*we could call this a book review…
In July last year I googled a word I didn’t understand, which isn’t something you expect to change your life. The word was ‘mimetic’, which relates to imitation (miming), and somehow, post-google, I ended up in the bowels of Wikipedia, reading about a French philosopher and his ‘mimetic theory’. After 20 minutes of ignoring my assignment I ordered his book from the depository, and when it arrived it sat innocuously on my shelf, waiting for spring break and a chance to read it.
It’s profoundly weird to read something you feel deeply but can’t articulate, and realise that it is a thing, and an important thing, and one that bears exploration. My heavily underlined, dog-eared book is testament to the fact that reading it was such an experience. So what IS mimetic theory and why should anyone care about it? Well it’s possible you don’t, and almost certain I’m not the right person to explain it, but I am excited about it, so let’s call this a book review of sorts and pretend I’m qualified to write it…
The book is ‘Rene Girard’s Mimetic Theory’, by Wolfgang Palaver.
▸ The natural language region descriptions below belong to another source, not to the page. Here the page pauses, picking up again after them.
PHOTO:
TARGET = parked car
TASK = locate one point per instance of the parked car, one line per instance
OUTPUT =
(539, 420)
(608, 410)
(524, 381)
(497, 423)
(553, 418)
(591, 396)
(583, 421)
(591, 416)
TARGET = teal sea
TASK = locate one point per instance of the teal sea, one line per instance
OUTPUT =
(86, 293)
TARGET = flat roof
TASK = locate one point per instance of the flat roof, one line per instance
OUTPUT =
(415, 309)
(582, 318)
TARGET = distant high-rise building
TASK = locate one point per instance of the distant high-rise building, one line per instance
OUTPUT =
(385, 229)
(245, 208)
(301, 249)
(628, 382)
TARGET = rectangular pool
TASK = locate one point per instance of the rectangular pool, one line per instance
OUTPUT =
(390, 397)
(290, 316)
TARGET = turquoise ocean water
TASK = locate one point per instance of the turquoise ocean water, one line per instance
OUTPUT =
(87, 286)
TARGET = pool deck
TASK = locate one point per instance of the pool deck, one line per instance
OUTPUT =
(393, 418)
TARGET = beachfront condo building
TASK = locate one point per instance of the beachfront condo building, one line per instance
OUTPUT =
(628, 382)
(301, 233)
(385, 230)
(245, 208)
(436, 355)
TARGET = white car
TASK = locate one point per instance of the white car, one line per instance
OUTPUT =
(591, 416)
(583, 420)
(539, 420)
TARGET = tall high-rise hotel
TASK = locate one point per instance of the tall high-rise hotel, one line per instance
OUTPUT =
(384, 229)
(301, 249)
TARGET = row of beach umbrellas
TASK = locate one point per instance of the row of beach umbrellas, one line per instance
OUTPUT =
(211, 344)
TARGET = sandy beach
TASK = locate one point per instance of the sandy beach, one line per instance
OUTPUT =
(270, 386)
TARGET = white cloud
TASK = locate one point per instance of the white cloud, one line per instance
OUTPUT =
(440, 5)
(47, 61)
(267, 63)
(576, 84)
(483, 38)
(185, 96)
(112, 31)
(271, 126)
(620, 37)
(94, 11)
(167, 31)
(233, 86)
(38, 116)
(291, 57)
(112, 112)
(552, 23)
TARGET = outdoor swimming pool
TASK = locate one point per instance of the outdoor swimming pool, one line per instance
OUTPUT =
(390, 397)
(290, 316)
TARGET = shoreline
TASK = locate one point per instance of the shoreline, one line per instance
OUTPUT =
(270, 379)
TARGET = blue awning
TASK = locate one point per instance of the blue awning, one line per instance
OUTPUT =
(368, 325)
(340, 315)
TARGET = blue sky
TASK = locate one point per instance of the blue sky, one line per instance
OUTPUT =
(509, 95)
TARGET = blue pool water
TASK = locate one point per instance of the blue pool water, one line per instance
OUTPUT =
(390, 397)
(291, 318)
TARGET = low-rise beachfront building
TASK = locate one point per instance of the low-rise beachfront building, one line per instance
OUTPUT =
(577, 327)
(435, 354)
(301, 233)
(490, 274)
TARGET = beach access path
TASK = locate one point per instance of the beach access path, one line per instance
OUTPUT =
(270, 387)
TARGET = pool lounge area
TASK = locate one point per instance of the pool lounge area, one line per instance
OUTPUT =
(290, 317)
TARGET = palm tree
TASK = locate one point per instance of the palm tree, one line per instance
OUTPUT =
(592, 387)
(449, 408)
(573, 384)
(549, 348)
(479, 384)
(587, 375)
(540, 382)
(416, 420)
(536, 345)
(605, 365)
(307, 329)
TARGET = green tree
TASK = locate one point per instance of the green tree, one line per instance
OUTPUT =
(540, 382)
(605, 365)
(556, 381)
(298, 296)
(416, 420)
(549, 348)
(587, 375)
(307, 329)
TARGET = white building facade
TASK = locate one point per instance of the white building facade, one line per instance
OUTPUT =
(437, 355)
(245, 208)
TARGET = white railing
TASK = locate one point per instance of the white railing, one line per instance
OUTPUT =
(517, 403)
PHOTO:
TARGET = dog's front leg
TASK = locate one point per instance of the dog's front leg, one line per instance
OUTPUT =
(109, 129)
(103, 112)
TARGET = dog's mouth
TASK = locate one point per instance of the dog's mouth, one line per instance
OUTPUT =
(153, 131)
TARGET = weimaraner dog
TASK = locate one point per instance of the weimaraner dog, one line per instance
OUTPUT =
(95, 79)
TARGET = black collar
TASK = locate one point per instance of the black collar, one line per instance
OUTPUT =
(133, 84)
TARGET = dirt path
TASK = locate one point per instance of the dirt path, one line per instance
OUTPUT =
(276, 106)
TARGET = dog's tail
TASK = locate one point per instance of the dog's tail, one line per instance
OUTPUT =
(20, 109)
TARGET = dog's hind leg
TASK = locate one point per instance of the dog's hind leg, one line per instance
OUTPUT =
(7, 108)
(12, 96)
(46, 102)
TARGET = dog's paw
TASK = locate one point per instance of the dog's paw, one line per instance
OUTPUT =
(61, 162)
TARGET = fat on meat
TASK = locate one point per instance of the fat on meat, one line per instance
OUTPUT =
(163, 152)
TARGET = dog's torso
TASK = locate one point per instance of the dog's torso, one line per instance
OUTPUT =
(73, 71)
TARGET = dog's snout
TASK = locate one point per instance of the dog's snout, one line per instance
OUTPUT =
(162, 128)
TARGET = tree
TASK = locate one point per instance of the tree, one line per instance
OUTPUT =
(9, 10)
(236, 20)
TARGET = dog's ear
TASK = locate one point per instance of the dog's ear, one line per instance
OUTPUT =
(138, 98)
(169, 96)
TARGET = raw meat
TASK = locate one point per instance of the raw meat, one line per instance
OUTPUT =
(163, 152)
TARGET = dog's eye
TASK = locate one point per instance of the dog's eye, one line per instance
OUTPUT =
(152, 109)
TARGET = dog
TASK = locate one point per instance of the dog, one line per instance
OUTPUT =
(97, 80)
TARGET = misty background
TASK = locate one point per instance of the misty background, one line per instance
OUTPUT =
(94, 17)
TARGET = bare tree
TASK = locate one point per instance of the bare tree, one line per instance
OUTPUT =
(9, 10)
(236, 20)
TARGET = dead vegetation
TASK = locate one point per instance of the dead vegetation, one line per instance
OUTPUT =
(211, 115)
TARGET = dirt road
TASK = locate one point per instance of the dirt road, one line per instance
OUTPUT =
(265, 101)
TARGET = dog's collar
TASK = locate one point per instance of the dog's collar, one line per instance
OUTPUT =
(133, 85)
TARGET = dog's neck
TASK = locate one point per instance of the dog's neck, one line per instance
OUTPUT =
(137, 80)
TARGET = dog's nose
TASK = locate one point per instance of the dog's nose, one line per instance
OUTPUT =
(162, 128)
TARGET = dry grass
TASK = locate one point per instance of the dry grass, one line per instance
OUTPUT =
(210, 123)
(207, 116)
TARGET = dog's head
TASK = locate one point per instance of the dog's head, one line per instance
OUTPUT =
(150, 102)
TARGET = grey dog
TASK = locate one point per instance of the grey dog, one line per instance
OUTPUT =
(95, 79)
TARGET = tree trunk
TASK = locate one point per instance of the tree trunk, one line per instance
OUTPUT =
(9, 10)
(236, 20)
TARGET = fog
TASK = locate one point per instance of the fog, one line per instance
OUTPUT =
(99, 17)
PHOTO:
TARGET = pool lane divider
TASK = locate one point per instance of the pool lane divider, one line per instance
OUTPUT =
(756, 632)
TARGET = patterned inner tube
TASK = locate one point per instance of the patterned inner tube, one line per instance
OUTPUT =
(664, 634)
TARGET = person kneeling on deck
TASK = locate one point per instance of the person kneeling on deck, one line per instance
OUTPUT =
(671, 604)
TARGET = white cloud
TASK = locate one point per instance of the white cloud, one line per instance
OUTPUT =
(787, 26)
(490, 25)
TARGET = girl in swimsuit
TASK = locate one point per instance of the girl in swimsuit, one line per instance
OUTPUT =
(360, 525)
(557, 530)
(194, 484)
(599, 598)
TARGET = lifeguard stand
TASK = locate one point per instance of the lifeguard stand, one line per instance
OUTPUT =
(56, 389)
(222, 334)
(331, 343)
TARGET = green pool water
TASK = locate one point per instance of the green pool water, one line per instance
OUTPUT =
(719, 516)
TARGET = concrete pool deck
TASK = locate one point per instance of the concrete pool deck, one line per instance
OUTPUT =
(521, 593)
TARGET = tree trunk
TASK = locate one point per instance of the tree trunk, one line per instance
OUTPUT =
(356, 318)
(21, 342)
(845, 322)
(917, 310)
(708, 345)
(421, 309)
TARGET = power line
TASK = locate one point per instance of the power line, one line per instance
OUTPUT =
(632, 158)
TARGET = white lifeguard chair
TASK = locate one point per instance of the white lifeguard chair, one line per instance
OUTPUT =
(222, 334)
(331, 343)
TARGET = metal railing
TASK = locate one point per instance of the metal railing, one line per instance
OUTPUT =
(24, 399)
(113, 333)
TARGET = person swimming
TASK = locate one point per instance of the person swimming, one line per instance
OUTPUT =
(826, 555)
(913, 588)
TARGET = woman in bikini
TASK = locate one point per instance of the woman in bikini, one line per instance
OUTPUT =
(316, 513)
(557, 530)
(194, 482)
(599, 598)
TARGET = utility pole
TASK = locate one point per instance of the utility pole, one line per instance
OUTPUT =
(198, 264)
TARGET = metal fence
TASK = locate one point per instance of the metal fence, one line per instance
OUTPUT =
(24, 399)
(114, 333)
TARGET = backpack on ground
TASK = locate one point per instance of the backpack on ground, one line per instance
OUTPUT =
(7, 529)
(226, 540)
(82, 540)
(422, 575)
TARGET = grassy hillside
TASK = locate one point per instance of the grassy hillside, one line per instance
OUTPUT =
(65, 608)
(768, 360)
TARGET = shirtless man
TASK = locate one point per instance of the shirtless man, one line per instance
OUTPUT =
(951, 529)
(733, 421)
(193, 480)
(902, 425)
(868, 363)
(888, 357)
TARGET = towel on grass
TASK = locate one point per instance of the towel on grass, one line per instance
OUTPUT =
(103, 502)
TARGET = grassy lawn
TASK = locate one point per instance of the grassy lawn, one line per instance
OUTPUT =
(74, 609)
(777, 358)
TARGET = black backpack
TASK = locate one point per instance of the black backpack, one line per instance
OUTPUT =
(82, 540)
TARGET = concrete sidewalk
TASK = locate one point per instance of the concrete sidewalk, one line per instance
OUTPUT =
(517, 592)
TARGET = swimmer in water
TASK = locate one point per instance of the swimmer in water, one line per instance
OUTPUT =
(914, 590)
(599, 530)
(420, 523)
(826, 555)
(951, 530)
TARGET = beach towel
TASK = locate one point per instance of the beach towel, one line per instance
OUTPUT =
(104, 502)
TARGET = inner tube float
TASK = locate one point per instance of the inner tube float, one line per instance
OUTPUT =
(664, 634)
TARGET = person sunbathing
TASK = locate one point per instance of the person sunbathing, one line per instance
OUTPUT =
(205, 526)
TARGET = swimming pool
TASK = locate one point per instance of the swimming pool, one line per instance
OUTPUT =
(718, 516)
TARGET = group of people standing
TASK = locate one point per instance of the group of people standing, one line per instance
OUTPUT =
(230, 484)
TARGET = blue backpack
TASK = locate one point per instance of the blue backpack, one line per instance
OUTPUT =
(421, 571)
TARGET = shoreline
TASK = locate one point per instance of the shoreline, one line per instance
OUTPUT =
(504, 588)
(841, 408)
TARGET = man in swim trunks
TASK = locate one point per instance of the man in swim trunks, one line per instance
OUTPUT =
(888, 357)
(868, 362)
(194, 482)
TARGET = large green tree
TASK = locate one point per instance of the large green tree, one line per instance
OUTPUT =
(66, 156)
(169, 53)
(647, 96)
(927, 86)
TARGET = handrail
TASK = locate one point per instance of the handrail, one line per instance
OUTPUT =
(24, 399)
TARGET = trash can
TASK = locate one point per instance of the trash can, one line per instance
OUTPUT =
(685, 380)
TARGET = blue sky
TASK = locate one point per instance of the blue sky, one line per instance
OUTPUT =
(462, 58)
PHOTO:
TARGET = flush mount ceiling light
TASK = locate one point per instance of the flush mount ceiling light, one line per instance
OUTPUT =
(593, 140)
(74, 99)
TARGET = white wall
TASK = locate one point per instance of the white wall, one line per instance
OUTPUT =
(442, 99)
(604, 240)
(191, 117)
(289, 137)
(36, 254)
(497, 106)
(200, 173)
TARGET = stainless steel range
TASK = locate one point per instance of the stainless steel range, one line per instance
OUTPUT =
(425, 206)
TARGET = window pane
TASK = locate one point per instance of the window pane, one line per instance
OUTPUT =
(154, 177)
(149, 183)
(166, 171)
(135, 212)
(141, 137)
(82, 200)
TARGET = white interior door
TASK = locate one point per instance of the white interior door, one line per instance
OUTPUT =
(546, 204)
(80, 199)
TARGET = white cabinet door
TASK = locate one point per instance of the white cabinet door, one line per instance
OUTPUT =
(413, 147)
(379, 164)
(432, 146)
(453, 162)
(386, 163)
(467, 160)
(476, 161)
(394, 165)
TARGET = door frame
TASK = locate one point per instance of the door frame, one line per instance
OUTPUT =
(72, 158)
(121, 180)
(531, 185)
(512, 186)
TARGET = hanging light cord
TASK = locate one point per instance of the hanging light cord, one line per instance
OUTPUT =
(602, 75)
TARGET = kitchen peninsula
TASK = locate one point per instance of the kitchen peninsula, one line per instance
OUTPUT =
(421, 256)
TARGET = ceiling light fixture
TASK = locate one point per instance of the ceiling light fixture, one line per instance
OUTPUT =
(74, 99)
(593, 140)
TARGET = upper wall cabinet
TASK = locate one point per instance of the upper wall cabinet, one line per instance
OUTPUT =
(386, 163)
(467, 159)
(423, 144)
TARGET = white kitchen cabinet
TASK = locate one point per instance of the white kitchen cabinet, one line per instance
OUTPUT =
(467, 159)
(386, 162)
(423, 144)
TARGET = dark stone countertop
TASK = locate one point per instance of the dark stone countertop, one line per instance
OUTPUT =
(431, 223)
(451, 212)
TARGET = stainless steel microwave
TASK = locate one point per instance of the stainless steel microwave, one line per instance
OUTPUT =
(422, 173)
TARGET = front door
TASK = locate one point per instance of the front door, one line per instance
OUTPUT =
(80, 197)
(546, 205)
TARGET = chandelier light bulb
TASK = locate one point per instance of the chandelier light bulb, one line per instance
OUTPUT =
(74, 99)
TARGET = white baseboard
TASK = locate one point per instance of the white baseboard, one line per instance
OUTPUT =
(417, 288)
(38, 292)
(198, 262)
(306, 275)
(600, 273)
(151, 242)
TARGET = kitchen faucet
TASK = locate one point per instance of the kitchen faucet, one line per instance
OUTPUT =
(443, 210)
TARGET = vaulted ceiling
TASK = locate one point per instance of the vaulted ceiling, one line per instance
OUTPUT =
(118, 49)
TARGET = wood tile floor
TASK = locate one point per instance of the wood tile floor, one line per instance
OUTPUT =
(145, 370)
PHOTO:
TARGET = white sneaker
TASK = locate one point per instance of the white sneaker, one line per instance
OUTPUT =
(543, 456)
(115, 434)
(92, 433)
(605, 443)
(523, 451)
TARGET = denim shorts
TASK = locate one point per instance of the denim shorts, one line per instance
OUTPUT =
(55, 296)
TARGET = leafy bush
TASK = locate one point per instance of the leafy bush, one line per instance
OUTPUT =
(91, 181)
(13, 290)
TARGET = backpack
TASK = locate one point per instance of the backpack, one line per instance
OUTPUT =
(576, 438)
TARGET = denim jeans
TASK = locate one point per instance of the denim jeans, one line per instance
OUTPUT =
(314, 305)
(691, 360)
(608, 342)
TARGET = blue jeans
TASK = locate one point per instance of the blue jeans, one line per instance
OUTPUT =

It collates Girard’s work on the topic of mimesis, which ranges through desire, envy, imitation, religion, scapegoating, politics and relationships. Essentially, mimetic theory suggests that our desires are born from the desires around us. We imitate what others want, and we give greater currency to things which cant be possessed by multiple people. So:
“…rivalry and interpersonal violence threaten whenever two people direct their respective desires at a single object, which they are unable to both possess.” 1
So far, so duh, right? This isn’t rocket surgery. But then he included this quote:
“If it is dangerous to make a friend acquainted with the perfections of one’s beloved, because he also may find her charming and desirable, no less is the reverse danger, that he may perplex us by his dissent.”2
And as I read it over, and thought about it, it seemed to me to be mean-girls sharp. I have felt the slippery loss-of-lustre when someone doesn’t rate another person as I do, as much as I have felt the stab of jealousy when they do. And is that why? Do I live my life, making calls on other people based on their ‘currency’ with others? The thought is completely horrifying.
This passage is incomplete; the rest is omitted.